Ten days after that decision, a Republican judge appointed Henderson as foreman of the Tarrant County Grand Jury, where he presided over more than 1,600 docket cases during his three-month term. That appointment made him the first openly-gay countywide official in Tarrant County.
“When David grabbed onto a cause, nobody was more tenacious, more dedicated or more articulate,” said Jon Nelson, a co-founder and former president of Fairness Fort Worth. “Whatever he did, he was in that cause with both feet, 110 percent.”
Nelson called Henderson a very impactful person when it came to helping other people. Henderson’s motto was, he said, “Be the role model you wish you had growing up.”
To that end, Henderson mentored four young men who had been bullied or were thrown out of their homes when their parents found out they were gay. One of the four was Alex Loesch, who met Henderson on his 15th birthday.
Loesch said he lived with his grandmother because he never had a father and his mother died when he was young. In school, he was bullied.
“Losing David is as close to losing a father as I’ll ever know in my life,” Loesch said. “He took me to my first gay Pride parade, even letting me march in it. He frequently took me and my best friend Zane out to dinner, bought me dress clothes and lectured us on safe sex.”
Loesch said Henderson took him to get his driver’s license and taught him to change a flat tire. He took him white-water rafting and attended his graduation. When Loesch was looking for a job, Henderson was his reference.
“David was there for every single milestone of my coming of age,” Loesch said.
Loesch was the first young gay man Henderson took under his wing, but Henderson mentored three others as well.
“Xavier was able to grow from complete poverty and starvation, being shunned from family and classroom alike to being a child prodigy, starting the first GSA in his school and becoming the president for GLOW at Paschal, as well as being an outstanding violinist,” Loesch said of one of the other three of what Henderson thought of as his godsons.
Another was Tony, who “didn’t have a home to go to, let alone a school to attend,” Loesch said. “But it didn’t take long for him to finally graduate, find a place of his own and start life anew.

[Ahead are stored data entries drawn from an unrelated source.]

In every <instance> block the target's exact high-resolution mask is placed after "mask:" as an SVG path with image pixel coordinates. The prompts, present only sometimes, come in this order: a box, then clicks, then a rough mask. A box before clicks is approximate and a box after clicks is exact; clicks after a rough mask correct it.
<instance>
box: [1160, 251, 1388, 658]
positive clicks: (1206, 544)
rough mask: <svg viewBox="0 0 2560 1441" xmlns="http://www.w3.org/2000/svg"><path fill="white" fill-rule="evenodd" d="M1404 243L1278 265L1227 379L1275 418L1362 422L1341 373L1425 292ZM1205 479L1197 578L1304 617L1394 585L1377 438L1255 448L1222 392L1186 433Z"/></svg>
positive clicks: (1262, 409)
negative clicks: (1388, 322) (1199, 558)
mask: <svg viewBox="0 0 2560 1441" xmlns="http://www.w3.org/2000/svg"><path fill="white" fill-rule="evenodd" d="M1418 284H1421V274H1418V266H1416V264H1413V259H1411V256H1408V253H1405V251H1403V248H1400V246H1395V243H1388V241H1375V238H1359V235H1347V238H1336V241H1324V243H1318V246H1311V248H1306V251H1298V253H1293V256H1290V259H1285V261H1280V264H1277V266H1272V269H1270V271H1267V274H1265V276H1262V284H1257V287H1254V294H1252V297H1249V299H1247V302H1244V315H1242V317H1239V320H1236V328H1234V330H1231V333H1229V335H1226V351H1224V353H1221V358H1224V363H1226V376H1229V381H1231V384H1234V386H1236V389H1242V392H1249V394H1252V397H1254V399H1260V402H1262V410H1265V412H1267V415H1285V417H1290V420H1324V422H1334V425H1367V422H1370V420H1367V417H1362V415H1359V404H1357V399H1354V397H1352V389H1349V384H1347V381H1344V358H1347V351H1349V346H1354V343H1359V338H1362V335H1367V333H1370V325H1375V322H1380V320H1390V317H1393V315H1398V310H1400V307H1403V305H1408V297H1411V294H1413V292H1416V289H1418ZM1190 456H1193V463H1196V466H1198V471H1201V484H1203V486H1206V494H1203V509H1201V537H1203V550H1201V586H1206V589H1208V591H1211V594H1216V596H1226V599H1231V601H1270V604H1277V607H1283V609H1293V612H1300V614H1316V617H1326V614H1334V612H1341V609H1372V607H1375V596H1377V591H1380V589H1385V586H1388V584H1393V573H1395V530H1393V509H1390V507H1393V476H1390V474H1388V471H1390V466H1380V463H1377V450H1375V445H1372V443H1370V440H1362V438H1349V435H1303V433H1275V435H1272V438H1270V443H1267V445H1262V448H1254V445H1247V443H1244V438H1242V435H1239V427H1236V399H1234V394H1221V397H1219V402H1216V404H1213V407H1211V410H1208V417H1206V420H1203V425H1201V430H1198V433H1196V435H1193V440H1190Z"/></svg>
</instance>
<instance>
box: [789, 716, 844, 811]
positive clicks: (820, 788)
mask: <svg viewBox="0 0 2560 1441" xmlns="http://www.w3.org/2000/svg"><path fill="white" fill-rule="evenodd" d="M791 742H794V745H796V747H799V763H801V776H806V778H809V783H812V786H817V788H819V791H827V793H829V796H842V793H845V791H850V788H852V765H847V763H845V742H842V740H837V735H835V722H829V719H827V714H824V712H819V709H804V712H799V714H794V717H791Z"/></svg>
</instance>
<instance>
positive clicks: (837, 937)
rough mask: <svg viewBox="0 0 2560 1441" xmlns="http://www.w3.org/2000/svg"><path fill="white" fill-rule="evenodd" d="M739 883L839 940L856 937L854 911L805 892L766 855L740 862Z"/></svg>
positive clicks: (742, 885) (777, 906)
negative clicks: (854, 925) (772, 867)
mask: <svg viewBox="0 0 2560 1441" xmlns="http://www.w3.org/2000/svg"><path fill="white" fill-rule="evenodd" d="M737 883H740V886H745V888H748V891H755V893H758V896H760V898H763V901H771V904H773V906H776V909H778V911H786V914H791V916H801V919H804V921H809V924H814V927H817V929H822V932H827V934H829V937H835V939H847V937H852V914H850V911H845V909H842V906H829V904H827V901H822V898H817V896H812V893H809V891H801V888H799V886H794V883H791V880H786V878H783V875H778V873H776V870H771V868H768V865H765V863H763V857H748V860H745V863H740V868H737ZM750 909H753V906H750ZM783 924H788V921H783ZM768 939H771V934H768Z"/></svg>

And none of these lives would have been changed for the better without the help of David.”
West called Henderson a mentor in every sense of the word, saying that just as Henderson’s death was a tragedy for the young men he mentored, it is a tremendous loss for the entire community.
“David helped the Fort Worth community find its voice,” she said. “He worked with passion. He didn’t give up. He drove people crazy.”
West said Henderson was realistic about his illness and knew it was terminal, and applauded the friendship he had with his mother, “who loved him for who he was.” He died, West said, wrapped in a rainbow flag his mother knitted for him.
David Mack Henderson is survived by his mother, Dr. Janet Henderson, and the four young men he mentored and thought of as his godsons. A memorial service will be held on Thursday, Dec. 15, at 2 p.m. at Celebration Community Church, 908 Pennsylvania Ave, Fort Worth.
This article appeared in the Dallas Voice print edition December 9, 2016.